The two pillars of muscle running down his lower back seem shaped for my hands to hold (not to mention where they lead).

When this boy glances past the cables at some grunting mass and tells me he wishes he were bigger, I am stupefied. I want to shake him.

“You are overwhelming,” I want to say. Just looking at him floods me with so much awe that it tickles my sinuses. And yet, even this boy can look at himself and see inadequacy.

But what makes me the most angry is I’m in no position to correct him. My biceps, swollen as he says these things, are themselves an endorsement of the mindset we share. Bigger, bigger, but never big enough.

I wish he had never stepped foot in the gym.

It is at this moment I realise I am no longer comfortable being an apologist for resistance training. It’s time to answer the question I’ve lobbed excuse after excuse at, but that, really, I’m afraid to approach with a ten-foot pole.

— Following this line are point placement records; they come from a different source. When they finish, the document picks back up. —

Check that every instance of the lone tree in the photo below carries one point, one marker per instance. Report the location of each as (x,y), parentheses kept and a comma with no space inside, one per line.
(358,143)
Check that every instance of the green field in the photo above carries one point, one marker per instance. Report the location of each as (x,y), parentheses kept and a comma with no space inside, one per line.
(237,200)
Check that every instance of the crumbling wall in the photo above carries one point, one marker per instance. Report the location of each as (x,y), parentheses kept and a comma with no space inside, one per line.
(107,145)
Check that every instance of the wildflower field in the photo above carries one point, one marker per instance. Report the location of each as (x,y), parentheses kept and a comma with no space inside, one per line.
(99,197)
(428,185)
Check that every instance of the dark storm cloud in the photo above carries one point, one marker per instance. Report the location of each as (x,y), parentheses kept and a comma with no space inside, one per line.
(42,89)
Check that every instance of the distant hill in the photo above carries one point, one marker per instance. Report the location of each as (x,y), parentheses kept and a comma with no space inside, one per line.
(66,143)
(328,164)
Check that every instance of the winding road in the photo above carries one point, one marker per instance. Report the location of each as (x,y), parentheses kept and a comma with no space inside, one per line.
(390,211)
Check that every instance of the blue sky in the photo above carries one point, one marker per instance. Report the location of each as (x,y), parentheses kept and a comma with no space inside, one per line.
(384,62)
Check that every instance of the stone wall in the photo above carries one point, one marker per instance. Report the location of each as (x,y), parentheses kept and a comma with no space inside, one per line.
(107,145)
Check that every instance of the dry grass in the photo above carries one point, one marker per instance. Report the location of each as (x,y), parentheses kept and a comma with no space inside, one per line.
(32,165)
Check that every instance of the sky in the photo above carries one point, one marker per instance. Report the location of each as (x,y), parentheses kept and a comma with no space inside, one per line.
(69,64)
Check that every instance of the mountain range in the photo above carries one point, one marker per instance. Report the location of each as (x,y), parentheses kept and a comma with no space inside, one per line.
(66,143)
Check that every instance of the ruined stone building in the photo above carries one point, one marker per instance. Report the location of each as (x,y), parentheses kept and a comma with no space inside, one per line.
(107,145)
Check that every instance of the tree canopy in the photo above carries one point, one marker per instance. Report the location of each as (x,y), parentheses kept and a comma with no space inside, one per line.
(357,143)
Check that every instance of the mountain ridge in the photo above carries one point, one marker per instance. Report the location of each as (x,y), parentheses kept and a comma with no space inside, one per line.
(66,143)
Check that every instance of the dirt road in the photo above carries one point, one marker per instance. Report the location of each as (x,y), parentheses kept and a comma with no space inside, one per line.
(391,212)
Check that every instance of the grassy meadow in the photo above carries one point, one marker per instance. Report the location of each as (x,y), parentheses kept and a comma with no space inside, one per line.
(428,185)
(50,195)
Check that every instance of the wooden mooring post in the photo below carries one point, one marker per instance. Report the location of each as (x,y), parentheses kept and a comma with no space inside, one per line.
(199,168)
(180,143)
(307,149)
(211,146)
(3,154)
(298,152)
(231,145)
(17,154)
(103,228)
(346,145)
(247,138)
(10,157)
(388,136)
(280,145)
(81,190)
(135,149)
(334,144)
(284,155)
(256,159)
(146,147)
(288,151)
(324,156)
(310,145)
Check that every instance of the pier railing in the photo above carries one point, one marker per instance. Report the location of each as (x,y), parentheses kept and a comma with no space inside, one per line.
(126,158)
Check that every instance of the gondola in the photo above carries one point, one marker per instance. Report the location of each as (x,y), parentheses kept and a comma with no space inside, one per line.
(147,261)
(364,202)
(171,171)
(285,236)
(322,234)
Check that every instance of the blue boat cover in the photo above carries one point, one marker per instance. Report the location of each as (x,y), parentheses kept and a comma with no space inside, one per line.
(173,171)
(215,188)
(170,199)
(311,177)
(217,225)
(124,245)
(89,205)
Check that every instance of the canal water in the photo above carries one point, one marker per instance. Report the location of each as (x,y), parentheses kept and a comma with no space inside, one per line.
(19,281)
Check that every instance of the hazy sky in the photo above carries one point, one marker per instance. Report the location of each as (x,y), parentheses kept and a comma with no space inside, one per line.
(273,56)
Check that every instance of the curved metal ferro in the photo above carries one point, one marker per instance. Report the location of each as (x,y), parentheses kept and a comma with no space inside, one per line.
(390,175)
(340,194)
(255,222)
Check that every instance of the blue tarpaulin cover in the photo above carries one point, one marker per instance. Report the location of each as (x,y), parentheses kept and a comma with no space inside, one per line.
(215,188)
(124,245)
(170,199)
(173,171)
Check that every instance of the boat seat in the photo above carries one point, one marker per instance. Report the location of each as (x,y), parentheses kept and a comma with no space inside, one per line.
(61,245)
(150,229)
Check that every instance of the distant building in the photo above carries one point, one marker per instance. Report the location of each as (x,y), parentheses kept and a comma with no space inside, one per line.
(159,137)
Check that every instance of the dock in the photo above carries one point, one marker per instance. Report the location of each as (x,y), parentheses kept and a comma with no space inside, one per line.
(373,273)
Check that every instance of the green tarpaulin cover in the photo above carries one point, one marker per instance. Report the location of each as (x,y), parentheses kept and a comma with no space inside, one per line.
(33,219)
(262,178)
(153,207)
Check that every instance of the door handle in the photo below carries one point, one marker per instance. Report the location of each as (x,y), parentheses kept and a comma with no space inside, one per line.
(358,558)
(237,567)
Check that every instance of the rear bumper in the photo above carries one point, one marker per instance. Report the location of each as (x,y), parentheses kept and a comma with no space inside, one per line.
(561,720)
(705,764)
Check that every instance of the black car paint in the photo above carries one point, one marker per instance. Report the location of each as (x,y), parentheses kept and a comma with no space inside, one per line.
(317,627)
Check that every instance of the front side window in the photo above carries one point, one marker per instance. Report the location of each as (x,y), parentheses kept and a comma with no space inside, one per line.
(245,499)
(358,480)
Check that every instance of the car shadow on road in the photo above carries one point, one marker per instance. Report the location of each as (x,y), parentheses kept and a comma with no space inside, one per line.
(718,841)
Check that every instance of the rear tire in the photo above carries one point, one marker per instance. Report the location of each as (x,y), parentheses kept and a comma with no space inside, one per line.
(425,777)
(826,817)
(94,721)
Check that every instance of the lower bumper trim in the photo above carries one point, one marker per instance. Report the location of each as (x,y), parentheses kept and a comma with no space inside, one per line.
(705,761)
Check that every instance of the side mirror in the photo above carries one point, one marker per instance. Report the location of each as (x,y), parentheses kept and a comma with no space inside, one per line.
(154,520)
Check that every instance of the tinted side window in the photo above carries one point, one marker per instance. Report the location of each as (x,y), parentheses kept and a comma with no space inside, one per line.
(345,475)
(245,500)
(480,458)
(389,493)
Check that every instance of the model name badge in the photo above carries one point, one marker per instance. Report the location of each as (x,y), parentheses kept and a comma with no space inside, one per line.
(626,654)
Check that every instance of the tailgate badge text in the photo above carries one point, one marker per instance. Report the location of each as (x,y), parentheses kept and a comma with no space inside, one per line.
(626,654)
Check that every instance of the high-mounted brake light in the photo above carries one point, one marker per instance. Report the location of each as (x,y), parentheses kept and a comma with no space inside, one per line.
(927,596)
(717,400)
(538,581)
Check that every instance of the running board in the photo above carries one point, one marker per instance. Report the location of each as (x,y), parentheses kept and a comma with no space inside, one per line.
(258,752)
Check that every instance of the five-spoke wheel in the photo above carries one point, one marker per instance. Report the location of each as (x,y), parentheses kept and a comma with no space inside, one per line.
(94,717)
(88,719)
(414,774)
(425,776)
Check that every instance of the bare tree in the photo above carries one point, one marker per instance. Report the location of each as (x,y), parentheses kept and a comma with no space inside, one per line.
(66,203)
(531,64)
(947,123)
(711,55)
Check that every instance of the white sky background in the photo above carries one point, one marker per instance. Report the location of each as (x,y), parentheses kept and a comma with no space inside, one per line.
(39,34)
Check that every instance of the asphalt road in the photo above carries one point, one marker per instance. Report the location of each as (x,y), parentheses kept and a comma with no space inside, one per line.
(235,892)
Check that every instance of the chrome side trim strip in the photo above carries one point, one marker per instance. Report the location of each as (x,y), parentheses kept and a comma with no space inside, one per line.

I go to the gym because I want a fuckable reflection. Because I enjoy the countless benefits of ‘pretty privilege’. Because I’ve spent a decade internalising warped standards of male beauty. Because I want muscular men I don’t know or care for to look me up and down like a piece of meat. Because, due to the wonders of homoeroticism, I can’t decide if these are men I want to befriend, bed, or be.

A confession from inside the cult of dysmorphia. Wouldn’t that be an easy place to finish this article.

Unfortunately, resistance training has done me immense good too.

For one, the food-loving kid inside me can finally eat seven meals a day and not hate himself for it. The meniscus tear in my knee is no longer a source of instability or pain, and I have an understanding of physical health and nutrition that I never would’ve sought out otherwise.

And, as much as I hate to say it, I do enjoy the process (‘endorphins’ this, and ‘discipline’ that). I’m even finally proud of my body (at least, most of the time).

But does that make it right to parade my musculature around as a monument to resistance training? All while knowing the dissatisfaction, obsession, and superficiality that went into building it? All while knowing some kid might find himself looking at the veins pouring down my forearms, and decide he wants to be a monument too?

Gym and I haven’t broken up. As with any tumultuous long-term relationship, I’m hoping there’s a balance to be found. Though I wish the boy I’m dating had never met gym, the two are well-acquainted now, and I imagine our little dysmorphic throuple will go on for the foreseeable future.

But it isn’t all doom and dysmorphia.

I do know one thing: taking a step back and examining my drives has allowed me to reclaim some autonomy. It has allowed me to invest a bit more into the parts of me that will actually outlive my remaining ten years of beauty.